I realize that’s a pedantic thing to say because that’s true of almost every writer. But I emphasize it here because I’ve usually never been able to be in sync with Whitehead’s style. I couldn’t finish Underground Railroad and while I liked parts of Zone One and the concept as a whole, he kept losing me with tangents.
Still, I do enjoy a good crime novel and this one, while not perfect, did not disappoint. Yes, his tangents can be frustrating but once I got into the rhythm of his style, I found myself enjoying this immensely. I liked how the crimes, while big for Carney and his group, were small stakes in comparison to what usually passes for a heist/caper tale.

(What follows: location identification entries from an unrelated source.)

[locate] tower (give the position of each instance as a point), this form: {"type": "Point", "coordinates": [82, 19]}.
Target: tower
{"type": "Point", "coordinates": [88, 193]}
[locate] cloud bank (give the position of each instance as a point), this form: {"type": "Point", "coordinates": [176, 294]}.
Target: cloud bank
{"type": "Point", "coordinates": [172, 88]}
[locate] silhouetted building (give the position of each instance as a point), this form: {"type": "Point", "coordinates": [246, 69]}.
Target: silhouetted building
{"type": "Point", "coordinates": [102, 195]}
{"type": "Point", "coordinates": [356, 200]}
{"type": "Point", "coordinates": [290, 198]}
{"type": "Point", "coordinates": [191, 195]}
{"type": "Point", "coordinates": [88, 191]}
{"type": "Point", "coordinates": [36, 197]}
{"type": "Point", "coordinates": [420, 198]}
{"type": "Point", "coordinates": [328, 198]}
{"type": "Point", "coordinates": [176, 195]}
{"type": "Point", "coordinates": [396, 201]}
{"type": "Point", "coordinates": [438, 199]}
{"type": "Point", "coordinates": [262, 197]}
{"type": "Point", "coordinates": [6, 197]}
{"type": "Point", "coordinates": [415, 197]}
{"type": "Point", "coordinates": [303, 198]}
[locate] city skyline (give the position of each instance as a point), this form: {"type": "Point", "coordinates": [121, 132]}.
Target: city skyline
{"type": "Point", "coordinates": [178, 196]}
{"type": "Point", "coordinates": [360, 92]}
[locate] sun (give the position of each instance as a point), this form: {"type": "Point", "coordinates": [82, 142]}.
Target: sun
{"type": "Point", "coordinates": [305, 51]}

And yet, I was deeply invested in Carney’s life, his motivations, the other characters. There are three vignettes and each respective one felt unique, original and still tied into the larger narrative of Carney and his neighborhood.
Also, Whitehead does a great job of evoking Harlem as it was in the late-50s into the early-60s, beginning the tale with the neighborhood on the tail end of its era as a thriving entertainment center and ending as the flashpoint for an uprising against anti-Black police brutality.
I read that Whitehead is writing a sequel to this set in the 1970s. I cannot wait to read it.